Stress wave in the mesoscopic discontinuous medium by fractional approach

Abstract

A fractional approach based on the generalized Taylor's formula is proposed to describe the dynamic responses in the meso-discontinuous medium (e.g., oyster shell). The governing equations with the Caputo-defined fractional derivatives in space are derived. In order to describe the dynamic effect of geometric structures in the meso- discontinuous medium, the finite element method (FEM) is employed together with the fractional governing equations to establish the relation of the equivalent fractional order (α¯) with the fractal dimension (D), and the linear relation is obtained as: α¯=0.99D−0.97. The results also show that the equivalent effects of porous structure on wave propagation could be determined by fractal dimension and fractional order. The CO2 pulse laser together with VISAR measurement is then employed to investigate the dynamic responses in the oyster shell specimens.

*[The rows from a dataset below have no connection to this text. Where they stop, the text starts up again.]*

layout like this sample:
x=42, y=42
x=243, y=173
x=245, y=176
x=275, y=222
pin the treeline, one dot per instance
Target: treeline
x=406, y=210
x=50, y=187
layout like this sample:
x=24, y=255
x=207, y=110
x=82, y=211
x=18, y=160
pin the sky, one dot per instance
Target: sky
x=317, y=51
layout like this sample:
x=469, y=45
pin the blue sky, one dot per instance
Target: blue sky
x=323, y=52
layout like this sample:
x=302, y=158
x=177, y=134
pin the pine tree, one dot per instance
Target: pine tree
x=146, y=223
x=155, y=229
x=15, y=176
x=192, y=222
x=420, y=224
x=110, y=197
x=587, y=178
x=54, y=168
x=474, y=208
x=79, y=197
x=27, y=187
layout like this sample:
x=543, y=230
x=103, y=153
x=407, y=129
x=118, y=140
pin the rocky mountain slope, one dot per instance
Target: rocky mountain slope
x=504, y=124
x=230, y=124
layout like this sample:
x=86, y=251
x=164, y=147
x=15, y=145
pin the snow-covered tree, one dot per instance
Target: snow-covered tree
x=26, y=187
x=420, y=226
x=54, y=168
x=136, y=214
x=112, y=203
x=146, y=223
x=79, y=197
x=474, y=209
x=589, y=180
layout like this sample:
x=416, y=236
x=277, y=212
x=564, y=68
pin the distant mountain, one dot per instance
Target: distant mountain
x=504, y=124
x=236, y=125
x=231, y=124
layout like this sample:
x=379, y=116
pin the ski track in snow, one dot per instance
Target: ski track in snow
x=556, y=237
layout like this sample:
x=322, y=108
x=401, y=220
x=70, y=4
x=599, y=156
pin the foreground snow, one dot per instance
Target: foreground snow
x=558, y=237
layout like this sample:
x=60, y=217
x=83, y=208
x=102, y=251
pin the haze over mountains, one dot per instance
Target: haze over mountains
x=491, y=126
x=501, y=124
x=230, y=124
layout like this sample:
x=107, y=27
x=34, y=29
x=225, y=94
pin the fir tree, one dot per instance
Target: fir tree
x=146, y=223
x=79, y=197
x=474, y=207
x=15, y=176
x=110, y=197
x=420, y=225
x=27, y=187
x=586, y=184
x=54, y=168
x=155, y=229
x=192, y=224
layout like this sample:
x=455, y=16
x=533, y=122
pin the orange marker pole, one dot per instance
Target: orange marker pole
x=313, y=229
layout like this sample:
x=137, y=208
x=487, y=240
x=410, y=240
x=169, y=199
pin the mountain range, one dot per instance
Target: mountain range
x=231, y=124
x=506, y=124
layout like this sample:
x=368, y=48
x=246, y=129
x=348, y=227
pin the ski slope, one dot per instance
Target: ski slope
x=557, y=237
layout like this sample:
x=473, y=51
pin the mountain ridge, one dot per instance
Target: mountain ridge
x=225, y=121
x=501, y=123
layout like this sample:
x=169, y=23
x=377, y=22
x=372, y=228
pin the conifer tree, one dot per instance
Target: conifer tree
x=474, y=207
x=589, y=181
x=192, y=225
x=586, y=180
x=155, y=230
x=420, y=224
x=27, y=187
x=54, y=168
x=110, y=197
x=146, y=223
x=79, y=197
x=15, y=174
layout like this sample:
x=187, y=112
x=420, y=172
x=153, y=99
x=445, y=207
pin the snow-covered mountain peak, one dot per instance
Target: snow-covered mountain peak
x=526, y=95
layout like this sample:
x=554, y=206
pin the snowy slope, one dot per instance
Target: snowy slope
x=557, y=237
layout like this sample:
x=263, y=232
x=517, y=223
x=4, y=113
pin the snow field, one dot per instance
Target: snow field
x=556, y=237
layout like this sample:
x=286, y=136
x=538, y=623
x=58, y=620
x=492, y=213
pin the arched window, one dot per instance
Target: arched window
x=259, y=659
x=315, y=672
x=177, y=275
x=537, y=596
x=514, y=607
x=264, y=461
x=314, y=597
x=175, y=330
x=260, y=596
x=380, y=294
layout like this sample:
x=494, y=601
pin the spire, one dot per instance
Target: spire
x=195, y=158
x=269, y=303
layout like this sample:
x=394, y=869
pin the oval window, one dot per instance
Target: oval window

The evaluated equivalent fractional order decreases with increasing of the density, and the equivalent fractional orders (α¯) of pure nacre and pure chalk are estimated to be respectively 0.61 and 0.69, while the estimated α¯ of pure nacre and pure chalk by FEM are 0.63 and 0.79. The difference of estimated α¯(0.79) with actual α¯(0.69) of chalk is due to the irregular interface, which would cause greater wave attenuation. Due to the stronger and much more meso-discontinuous interfaces (i.e., the brick-mud structures) in the nacre, wave amplitude decays more seriously in the nacre (denser with higher density) than those in the chalk (looser with lower density), and measured velocities decrease with increasing of the density. This work provided a new approach to investigate the dynamic mechanical properties of meso-discontinuous mediums.